As I said, I executed xcode-select /Developer to make Xcode 3.2 the default again. Not sure what I should patch nor how for an automated fix. One could check whether a given compiler is available on the path, of course. Or let the fallback fall through to gcc42 if apple-gcc42 doesn't exist. Someone savvy enough to install a gcc compiler outside of Macports or Xcode ought to be savvy enough to know that standard gcc versions do not include all of Apple's extensions (gcc-mp-4.7 seems to miss support for blocks, e.g.).

> While that is true, you only did _part_ of what the Xcode installer
> would have done. MacPorts checks the Xcode version and assumes
> /usr/bin/clang matches the Xcode version you installed. The whole point
> of not modifying this is that third-party software can rely on it. You

Well, that's true of course - but in this particular case I've noticed so many issues with clang 1.7 (the one I replaced) that I don't expect anything but gain. In fact, I think I had already modified the corresponding pbcompspec file to use a newer clang version (but that's arguably not the same as modifying the binaries).

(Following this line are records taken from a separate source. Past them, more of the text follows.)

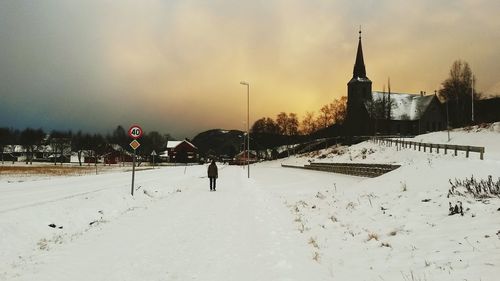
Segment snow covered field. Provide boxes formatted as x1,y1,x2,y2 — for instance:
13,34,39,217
0,124,500,281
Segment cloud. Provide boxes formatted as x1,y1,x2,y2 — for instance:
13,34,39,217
0,0,500,136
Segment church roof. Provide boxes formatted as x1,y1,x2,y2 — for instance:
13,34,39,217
365,91,435,120
352,30,368,79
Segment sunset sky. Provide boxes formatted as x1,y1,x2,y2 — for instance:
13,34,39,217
0,0,500,138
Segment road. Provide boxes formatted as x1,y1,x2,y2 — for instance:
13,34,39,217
0,166,358,281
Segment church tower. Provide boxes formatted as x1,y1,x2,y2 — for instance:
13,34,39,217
346,30,372,134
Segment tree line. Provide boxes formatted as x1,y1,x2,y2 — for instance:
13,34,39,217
251,96,347,136
0,125,174,165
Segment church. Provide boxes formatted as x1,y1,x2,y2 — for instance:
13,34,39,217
344,31,446,136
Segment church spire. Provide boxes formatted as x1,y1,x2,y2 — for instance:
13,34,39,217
352,28,367,78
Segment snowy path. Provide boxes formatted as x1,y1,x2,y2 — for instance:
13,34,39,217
0,164,346,281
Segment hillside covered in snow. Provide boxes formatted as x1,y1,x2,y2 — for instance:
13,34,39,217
0,123,500,281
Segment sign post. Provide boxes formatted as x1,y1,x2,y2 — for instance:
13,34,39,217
151,150,156,169
128,125,142,196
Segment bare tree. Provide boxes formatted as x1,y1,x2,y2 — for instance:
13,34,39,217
438,60,479,126
300,112,318,135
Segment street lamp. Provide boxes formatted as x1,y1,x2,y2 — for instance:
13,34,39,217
240,81,250,178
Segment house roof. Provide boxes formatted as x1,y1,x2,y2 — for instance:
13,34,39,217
167,140,197,149
365,91,435,120
167,141,183,148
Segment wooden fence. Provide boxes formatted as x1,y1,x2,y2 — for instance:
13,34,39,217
372,137,484,160
281,163,400,178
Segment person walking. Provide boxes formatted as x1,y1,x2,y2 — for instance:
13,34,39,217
208,160,219,191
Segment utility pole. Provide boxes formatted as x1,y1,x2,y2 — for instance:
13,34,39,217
471,74,474,124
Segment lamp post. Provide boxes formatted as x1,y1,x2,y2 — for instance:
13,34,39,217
240,81,250,178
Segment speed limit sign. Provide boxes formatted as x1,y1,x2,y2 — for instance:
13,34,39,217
128,125,142,139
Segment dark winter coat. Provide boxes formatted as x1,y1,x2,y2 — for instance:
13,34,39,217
208,162,219,178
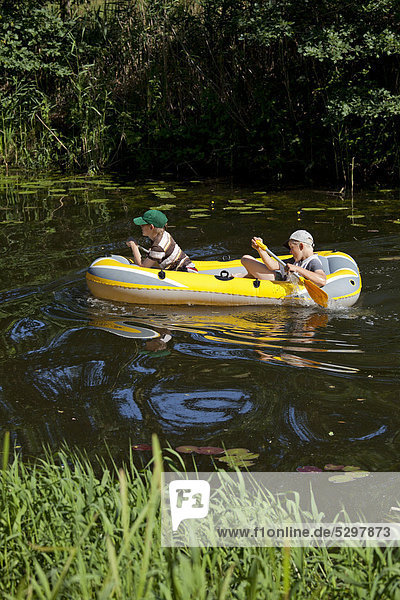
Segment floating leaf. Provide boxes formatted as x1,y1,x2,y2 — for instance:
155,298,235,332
324,464,344,471
217,456,255,468
296,465,322,473
132,444,151,450
175,446,199,454
301,206,325,212
196,446,225,455
151,204,176,210
225,448,250,456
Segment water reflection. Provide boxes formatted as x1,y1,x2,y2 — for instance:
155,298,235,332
0,176,400,470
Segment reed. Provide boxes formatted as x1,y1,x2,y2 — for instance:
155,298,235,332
0,436,400,600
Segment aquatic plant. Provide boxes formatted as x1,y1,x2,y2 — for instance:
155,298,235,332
0,436,400,600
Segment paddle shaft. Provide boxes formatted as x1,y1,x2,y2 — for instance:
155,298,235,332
257,241,301,279
257,240,329,308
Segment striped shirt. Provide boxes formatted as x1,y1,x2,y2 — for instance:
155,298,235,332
149,230,196,271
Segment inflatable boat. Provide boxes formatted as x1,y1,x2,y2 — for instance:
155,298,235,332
86,251,361,306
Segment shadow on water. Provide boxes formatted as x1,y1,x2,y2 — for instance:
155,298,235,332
0,176,400,470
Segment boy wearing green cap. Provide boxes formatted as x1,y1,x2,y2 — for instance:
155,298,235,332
126,210,197,273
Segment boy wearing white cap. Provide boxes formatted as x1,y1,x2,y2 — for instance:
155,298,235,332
242,229,326,287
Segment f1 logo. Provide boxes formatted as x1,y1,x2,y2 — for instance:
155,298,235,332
169,479,210,531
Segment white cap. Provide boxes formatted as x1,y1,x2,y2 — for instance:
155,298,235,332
283,229,314,248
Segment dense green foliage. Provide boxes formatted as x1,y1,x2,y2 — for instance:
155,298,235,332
0,438,400,600
0,0,400,186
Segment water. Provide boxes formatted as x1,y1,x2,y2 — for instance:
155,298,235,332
0,175,400,471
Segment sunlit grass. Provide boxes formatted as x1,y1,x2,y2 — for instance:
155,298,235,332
0,436,400,600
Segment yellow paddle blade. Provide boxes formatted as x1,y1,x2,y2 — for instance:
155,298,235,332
256,240,329,308
301,277,329,308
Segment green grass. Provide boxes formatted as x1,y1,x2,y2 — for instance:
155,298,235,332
0,436,400,600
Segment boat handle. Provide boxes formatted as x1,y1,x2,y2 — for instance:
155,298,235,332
214,269,233,281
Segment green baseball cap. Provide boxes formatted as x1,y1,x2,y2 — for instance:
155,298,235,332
133,210,168,227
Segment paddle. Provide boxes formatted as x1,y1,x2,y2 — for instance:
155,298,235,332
256,240,329,308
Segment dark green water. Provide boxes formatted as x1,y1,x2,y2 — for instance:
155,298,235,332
0,176,400,471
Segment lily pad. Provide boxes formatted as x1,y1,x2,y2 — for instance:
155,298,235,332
225,448,250,456
324,464,344,471
151,204,176,210
196,446,225,455
217,456,255,468
175,446,199,454
296,465,322,473
132,444,151,450
301,206,325,212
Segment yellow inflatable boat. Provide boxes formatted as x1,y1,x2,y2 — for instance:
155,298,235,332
86,252,361,306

> And that's what MacPorts does, if you have Xcode 3.x installed and
> selected. Would you suggest to still use gcc-4.2 when having 4.2
> installed? Does 4.2 even ship gcc-4.2?

No, it seems it doesn't, but it clearly doesn't uninstall gcc-4.2 at least if you're installing in parallel to an existing Xcode installation.
Yes, I think it's a good idea to stick to gcc-4.2 in 10.6, even with Xcode 4.2 installed. For reasons already mentioned, but also because I suspect this would make it easier to avoid presumptions about features introduced in more recent clang versions than the 3.0 that shipped with Xcode 4.2 or, worse, in the ObjC runtime
> 
> Btw, can you update
>  http://trac.macports.org/wiki/XcodeVersionInfo
> with this info?

Willco.

> You can always run a different command instead of install so it doesn't
> actually install the port (which would mess with what you have). E.g., I
> [...]

OK, will have a look if I can reproduce the things I noticed this way ... and maybe even file reports for inkscape and kerberos5 because those fail to update for some reason now that I'm back to using gcc-4.2 ... 
Won't be very soon as I've got a number of higher priority things on my todo list, so don't hesitate to shake my tree if I'm taking too long.

> As said, if there is, this is unsupported. You should instead file bugs
> for the ports that break with clang so they can have clang or broken
> versions of it selectively blacklisted.

Sure, but apart from that a user can have good reasons to use a compiler (and/or options) of choice, no? Just one of them: I was amazed to see how much better autovectorisation has become in gcc 4.7 - in one benchmark of code taken from Perian, the 'scalar' version of a YUV conversion routine all of a sudden executed as much faster as a handcoded SSE2 version as that hand-coded version executes w.r.t. the scalar version using gcc-4.2 or MSVC 2010 ...
I'm using gcc-mp-4.7 whenever I can ever since, not regretting it a bit.